Alumni STFK Ledalero Diminta Gunakan Filsafat dan Teologi Sebagai Instrumen Emansipatoris Membaca Tanda-Tanda Zaman
Menurut Anselmus Bala Molan, aneka dialektika dongeng di atas menuntut filsafat dengan prinsip validasi yang kritis, membongkar segala bentuk penindasan dan ketidakadilan itu demi sebuah perubahan dan pembebasan.
“Filsafat membebaskan manusia dari kubangan fatalistik dan penjara ketidaktahuan.
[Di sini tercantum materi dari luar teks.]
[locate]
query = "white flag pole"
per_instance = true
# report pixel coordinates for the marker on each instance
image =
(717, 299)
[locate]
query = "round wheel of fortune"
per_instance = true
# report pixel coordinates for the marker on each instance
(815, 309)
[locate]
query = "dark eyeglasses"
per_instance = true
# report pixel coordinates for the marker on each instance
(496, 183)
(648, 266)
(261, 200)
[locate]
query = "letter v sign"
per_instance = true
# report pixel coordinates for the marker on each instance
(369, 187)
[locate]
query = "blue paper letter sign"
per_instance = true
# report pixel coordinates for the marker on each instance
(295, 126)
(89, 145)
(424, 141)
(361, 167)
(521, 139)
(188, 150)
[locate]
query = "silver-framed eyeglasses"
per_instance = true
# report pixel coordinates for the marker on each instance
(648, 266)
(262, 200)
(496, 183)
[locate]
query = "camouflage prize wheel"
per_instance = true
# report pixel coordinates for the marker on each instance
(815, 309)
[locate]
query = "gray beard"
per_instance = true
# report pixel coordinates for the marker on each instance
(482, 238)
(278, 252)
Dalam pengertian ini berfilsafat sesungguhnya mengandung dimensi liberatif, yaitu roh yang menggerakkan kepada pembebasan seperti kata Karl Marx yang mengkritisi para pemikir pada zamannya bahwa yang terpenting bukan hanya menafsir dunia, melainkan mengubah dunia,” katanya.
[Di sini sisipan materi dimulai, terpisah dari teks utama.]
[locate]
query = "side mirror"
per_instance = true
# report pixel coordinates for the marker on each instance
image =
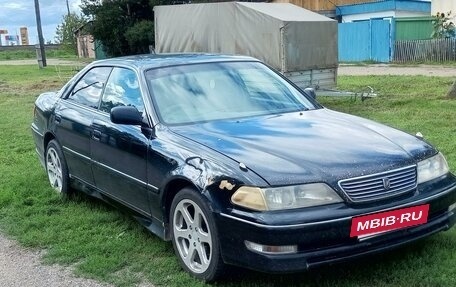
(126, 115)
(310, 92)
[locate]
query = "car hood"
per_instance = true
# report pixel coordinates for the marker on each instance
(312, 146)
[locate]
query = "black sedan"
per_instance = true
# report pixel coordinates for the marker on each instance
(236, 165)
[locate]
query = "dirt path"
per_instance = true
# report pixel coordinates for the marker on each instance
(384, 69)
(21, 267)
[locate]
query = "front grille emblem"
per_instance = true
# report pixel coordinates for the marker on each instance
(386, 183)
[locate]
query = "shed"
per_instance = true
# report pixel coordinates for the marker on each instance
(298, 42)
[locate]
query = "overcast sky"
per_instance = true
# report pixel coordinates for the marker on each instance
(21, 13)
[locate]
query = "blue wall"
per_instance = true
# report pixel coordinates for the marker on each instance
(365, 41)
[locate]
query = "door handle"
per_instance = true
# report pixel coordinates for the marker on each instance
(96, 135)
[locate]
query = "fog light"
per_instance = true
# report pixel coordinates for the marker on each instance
(270, 249)
(452, 207)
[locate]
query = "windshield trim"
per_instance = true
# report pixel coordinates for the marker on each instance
(312, 101)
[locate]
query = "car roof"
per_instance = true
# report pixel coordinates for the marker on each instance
(148, 61)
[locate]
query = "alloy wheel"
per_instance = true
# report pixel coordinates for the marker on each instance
(192, 236)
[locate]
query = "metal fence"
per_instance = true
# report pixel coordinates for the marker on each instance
(435, 50)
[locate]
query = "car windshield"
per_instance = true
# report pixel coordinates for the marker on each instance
(222, 90)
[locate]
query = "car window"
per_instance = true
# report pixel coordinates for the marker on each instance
(122, 89)
(218, 91)
(88, 89)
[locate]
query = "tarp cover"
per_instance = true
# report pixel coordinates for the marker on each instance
(285, 36)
Berhadapan dengan dongeng-dongeng dengan segala narasi penindasan dan ketidakadilan yang sama tersebut, terutama narasi yang mengatasnamakan Yang Ilahi, lanjut Anselmus Bala Molan, teologi berusaha merumuskan dan menjawabi pertanyaan Tuhan seperti apa yang dialami oleh orang-orang kecil dan lemah serta orang-orang tersisihkan dan terpinggirkan:
“Tuhan sudah mengatakan dan berbuat apa dan Tuhan mau mengatakan dan melakukan apa terhadap situasi hidup mereka tersebut. Dalam konteks ini teologi harus mengibarkan bendera transformatifnya. Teologi mencari potensi transformatifnya untuk membebaskan mereka dari segala narasi penindasan dan ketidakadilan itu. Titik tolak daya transformatif ini adalah Tuhan peduli terhadap penderitaan manusia dan selalu berkehendak menyelamatkan dan membebaskan manusia.”